Test Ceph performance


rados can test ceph cluster performance

  1. Create test pool and drop all cache data
ceph osd pool create testbench 100 100
sudo echo 3 | sudo tee /proc/sys/vm/drop_caches && sudo sync
  1. Execute a write test for 10 seconds to the newly created storage pool:
rados bench -p testbench 10 write --no-cleanup
  1. Execute a sequential read test for 10 seconds to the storage pool:
rados bench -p testbench 10 seq
  1. Execute a random read test for 10 seconds to the storage pool:
rados bench -p testbench 10 rand

Creating a Ceph Block Device

To test actual performance on a block device, use rbd bench-write.

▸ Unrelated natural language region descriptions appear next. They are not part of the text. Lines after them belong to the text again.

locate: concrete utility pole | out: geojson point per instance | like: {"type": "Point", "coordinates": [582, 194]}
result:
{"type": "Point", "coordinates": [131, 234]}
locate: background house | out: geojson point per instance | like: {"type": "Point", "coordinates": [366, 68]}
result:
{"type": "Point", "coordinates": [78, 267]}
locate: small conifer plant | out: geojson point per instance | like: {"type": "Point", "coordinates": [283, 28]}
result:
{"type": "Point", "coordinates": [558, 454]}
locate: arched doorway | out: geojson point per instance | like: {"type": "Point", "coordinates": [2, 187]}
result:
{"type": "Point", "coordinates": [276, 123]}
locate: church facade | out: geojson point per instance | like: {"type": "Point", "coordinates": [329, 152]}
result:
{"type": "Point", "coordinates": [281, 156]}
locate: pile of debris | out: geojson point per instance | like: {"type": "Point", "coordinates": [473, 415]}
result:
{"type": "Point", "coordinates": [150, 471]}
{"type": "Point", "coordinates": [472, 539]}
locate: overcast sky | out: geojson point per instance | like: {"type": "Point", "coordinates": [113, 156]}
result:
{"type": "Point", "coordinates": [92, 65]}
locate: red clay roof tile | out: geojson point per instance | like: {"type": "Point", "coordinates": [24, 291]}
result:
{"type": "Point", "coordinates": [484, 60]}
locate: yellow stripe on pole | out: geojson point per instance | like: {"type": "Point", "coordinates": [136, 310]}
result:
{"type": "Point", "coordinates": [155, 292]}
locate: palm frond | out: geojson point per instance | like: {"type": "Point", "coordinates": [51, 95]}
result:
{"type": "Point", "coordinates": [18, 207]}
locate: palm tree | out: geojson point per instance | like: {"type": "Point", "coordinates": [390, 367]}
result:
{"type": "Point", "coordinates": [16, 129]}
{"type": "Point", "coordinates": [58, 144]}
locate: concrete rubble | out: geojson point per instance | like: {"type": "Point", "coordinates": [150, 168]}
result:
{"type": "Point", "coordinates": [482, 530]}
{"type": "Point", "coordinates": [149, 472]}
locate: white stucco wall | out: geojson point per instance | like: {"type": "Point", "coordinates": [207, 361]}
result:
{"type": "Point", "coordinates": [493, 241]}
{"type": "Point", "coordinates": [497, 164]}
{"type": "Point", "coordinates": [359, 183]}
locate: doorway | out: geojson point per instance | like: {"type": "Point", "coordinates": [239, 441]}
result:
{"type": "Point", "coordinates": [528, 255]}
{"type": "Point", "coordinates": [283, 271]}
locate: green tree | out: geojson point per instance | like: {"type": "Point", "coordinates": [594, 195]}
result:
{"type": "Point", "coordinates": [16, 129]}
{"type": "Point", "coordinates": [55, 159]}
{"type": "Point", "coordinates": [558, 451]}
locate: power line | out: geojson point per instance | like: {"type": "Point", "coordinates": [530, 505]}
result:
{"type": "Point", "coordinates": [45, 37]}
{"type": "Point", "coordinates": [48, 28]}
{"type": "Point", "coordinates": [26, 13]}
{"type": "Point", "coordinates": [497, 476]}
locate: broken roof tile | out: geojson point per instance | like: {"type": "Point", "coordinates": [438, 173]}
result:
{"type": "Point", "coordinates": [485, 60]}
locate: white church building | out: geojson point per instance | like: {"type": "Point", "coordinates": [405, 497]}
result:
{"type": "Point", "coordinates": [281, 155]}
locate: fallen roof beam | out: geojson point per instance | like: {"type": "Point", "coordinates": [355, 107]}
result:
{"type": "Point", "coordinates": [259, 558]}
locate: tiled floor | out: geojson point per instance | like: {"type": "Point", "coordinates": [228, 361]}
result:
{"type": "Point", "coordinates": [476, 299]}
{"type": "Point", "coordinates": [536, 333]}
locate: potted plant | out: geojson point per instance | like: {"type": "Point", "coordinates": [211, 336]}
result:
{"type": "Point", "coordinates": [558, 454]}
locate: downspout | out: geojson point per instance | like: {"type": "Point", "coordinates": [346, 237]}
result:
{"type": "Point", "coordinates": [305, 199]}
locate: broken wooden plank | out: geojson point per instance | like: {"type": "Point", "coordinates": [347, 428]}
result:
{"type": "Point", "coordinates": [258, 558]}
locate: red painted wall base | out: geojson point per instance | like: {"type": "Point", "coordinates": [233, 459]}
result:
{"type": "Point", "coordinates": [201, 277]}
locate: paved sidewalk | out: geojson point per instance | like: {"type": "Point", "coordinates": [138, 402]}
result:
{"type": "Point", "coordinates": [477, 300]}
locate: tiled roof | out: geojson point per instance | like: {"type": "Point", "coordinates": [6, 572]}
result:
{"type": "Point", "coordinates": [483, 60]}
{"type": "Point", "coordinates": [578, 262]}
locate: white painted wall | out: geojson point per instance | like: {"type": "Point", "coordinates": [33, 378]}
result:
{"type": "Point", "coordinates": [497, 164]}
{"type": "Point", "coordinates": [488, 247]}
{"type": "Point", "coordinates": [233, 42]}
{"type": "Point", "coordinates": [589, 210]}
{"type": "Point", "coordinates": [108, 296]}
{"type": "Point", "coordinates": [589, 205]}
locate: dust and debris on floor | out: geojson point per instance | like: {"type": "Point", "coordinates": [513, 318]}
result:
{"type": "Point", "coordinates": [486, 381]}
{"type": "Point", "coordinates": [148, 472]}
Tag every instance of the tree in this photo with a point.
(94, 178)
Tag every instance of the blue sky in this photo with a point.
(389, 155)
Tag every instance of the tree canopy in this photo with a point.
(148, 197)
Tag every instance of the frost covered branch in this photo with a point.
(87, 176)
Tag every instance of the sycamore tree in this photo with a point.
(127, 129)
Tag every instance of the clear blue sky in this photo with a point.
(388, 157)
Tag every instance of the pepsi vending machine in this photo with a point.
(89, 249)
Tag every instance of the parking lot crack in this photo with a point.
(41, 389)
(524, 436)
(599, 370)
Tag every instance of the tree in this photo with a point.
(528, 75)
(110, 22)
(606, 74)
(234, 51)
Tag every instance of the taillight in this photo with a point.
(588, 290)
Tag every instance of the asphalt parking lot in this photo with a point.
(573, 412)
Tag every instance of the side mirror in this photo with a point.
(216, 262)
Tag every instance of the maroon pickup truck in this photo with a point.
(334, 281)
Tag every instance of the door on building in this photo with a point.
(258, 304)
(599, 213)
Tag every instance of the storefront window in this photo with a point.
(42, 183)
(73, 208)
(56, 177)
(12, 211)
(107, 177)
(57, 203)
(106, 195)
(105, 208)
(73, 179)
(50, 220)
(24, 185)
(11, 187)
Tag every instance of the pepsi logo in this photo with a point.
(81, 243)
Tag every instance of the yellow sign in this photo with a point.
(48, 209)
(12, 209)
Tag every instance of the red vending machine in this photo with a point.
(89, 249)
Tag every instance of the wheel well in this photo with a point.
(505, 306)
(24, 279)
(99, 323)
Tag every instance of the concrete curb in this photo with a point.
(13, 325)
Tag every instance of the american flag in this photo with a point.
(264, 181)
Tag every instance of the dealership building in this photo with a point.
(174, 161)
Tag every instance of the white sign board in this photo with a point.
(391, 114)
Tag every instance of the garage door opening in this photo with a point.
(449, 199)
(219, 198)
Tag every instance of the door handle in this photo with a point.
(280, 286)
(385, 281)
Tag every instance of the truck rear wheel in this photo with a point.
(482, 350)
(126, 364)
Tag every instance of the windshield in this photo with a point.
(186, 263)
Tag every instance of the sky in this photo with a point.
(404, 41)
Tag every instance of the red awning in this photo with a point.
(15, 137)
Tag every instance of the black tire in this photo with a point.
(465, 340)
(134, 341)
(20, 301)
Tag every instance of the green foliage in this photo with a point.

  1. Load the rbd kernel module, if not already loaded:
sudo modprobe rbd
  1. Create a 1 GB rbd image file in the testbench pool:
sudo rbd create image01 --size 1024 --pool testbench
  1. Map the image file to a device file:
sudo rbd map image01 --pool testbench --name client.admin
  1. Create an ext4 file system on the block device:
sudo mkfs.ext4 -m0 /dev/rbd0
  1. Create a new directory:
sudo mkdir /tmp/rook-volume
  1. Mount the block device under /mnt/ceph-block-device/:
sudo mount /dev/rbd0 /tmp/rook-volume
  1. Execute the write performance test against the block device:
rbd bench-write image01 --pool=testbench